A foreign government could, for example, compel a service to out people sharing disfavored political speech. That’s no hypothetical: WeChat, the popular Chinese messaging app, already uses content matching to identify dissident material <https://citizenlab.ca/2018/08/cant-picture-this-an-analysis-of-image-filtering-on-wechat-moments/>. India enacted rules this year <https://www.eff.org/deeplinks/2021/07/indias-draconian-rules-internet-platforms-threaten-user-privacy-and-undermine> that could require pre-screening content critical of government policy. Russia recently fined Google <https://www.reuters.com/technology/russia-fines-google-4-mln-roubles-failing-delete-content-tass-2021-05-25/>, Facebook <https://apnews.com/article/europe-russia-technology-government-and-politics-cea2b0203f13a2e6e17951f2eb570a31> and Twitter <https://apnews.com/article/media-moscow-social-media-europe-russia-cc0f314ee9e77811a81d15095c2dce18> for not removing pro-democracy protest materials.

We spotted other shortcomings. The content-matching process could have false positives, and malicious users could game the system to subject innocent users to scrutiny.

We were so disturbed that we took a step we hadn’t seen before in computer science literature: We warned against our own system design, urging further research on how to mitigate the serious downsides. We’d planned to discuss paths forward at an academic conference this month.

That dialogue never happened. The week before our presentation, Apple announced <https://www.apple.com/child-safety/> it would deploy its nearly identical system on iCloud Photos, which exists on more than 1.5 billion devices <https://financialpost.com/technology/apple-tops-wall-street-expectations-on-record-iphone-revenue-china-sales-surge>. Apple’s motivation, like ours, was to protect children. And its system was technically more efficient and capable than ours. But we were baffled to see that Apple had few answers for the hard questions we’d surfaced.

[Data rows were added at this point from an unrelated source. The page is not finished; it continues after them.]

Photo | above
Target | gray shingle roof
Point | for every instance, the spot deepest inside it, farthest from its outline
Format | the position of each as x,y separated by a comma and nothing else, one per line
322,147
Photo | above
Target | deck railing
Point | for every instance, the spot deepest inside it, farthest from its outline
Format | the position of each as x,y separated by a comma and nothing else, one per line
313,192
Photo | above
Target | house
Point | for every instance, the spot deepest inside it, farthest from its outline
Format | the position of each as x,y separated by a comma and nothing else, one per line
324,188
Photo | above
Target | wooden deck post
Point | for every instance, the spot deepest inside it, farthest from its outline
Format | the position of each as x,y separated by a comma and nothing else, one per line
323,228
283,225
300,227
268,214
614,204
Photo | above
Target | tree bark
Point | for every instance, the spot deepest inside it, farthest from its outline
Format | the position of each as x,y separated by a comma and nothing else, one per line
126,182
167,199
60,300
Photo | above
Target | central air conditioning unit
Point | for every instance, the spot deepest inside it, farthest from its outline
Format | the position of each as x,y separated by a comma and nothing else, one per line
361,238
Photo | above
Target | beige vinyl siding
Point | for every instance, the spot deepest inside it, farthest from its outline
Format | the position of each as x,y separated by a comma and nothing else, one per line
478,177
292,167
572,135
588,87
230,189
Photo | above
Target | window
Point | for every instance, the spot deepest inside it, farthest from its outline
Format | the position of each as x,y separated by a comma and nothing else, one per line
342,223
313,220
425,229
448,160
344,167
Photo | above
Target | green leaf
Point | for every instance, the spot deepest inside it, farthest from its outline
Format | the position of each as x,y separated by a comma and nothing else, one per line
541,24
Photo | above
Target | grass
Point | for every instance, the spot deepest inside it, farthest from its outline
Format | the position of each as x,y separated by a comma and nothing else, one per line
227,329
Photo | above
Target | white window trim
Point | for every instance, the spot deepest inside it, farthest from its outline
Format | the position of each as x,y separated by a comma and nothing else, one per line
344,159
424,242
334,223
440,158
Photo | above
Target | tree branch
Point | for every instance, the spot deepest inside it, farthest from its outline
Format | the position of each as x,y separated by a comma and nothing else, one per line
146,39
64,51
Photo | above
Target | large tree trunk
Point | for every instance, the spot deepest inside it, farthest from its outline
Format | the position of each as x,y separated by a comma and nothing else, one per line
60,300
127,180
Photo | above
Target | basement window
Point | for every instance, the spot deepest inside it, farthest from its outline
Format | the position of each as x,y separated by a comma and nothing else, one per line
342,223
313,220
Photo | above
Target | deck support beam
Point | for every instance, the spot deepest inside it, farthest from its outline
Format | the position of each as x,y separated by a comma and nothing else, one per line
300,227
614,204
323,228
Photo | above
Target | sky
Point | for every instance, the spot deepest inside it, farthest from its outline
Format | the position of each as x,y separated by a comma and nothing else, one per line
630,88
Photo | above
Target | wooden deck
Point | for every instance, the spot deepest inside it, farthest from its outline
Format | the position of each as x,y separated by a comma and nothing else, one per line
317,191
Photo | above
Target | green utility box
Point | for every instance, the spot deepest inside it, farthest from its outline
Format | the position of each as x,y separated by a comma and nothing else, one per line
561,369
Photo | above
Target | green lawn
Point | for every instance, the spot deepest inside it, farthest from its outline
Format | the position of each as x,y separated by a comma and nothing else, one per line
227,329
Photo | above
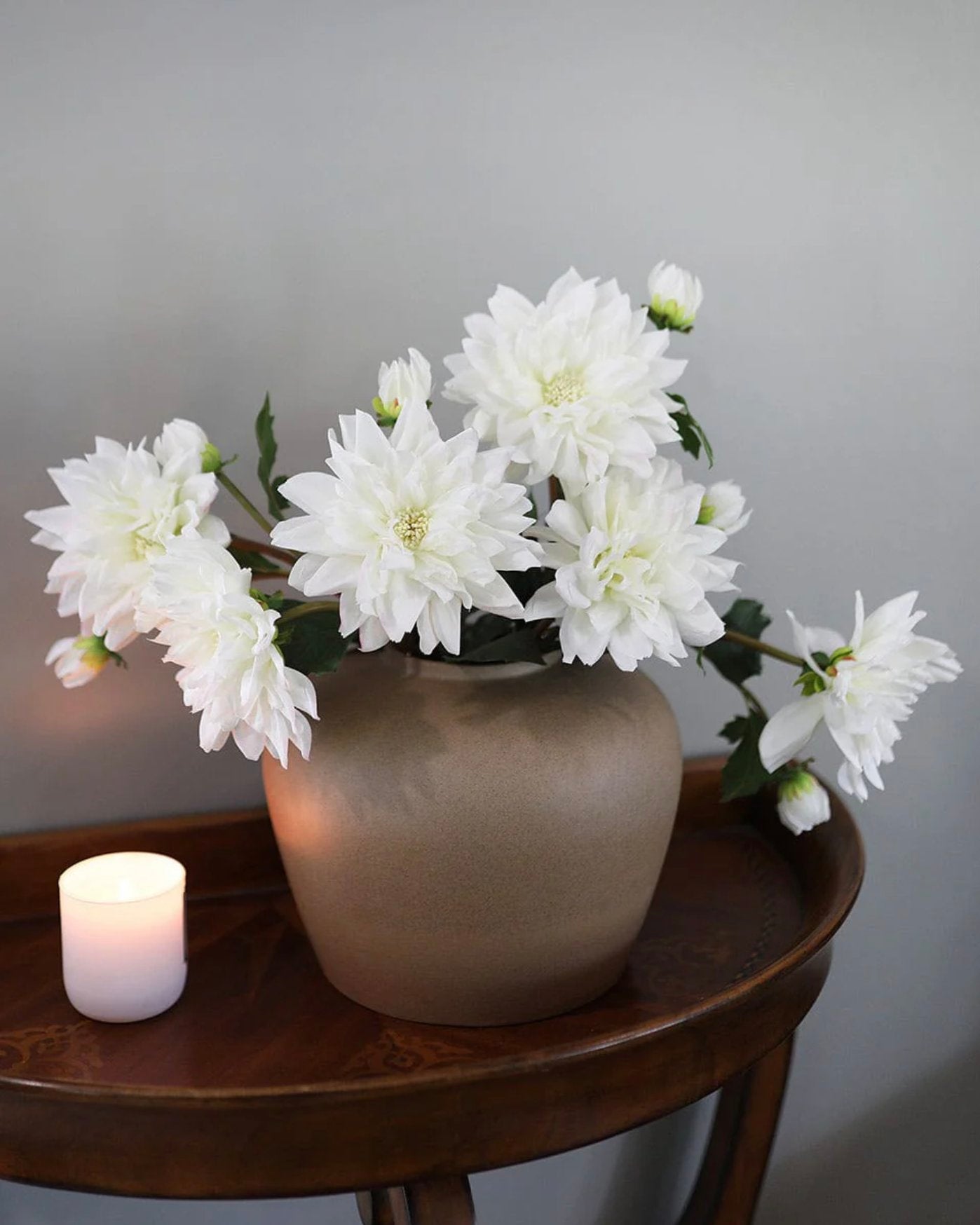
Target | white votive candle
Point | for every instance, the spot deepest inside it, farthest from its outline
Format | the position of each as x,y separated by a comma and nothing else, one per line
123,943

China is Apple’s second-largest market <https://www.theverge.com/2015/4/27/8505063/china-is-now-apples-second-biggest-market>, with probably hundreds of millions of devices. What stops the Chinese government from demanding Apple scan those devices for pro-democracy materials? Absolutely nothing, except Apple’s solemn promise. This is the same Apple that blocked <https://www.washingtonpost.com/news/the-switch/wp/2017/07/31/apple-is-pulling-vpns-from-the-chinese-app-store-heres-what-that-means/?itid=lk_inline_manual_20> Chinese citizens from apps that allow access to censored material <https://www.washingtonpost.com/world/asia_pacific/holes-close-in-chinas-great-firewall-as-apple-amazon-snub-apps-to-bypass-censors/2017/08/02/77750f38-7766-11e7-803f-a6c989606ac7_story.html>, that acceded to China’s demand to store user data in state-owned data centers <https://www.nytimes.com/2021/05/17/technology/apple-china-censorship-data.html> and whose chief executive infamously declared <https://www.washingtonpost.com/world/asia_pacific/holes-close-in-chinas-great-firewall-as-apple-amazon-snub-apps-to-bypass-censors/2017/08/02/77750f38-7766-11e7-803f-a6c989606ac7_story.html>, “We follow the law wherever we do business.”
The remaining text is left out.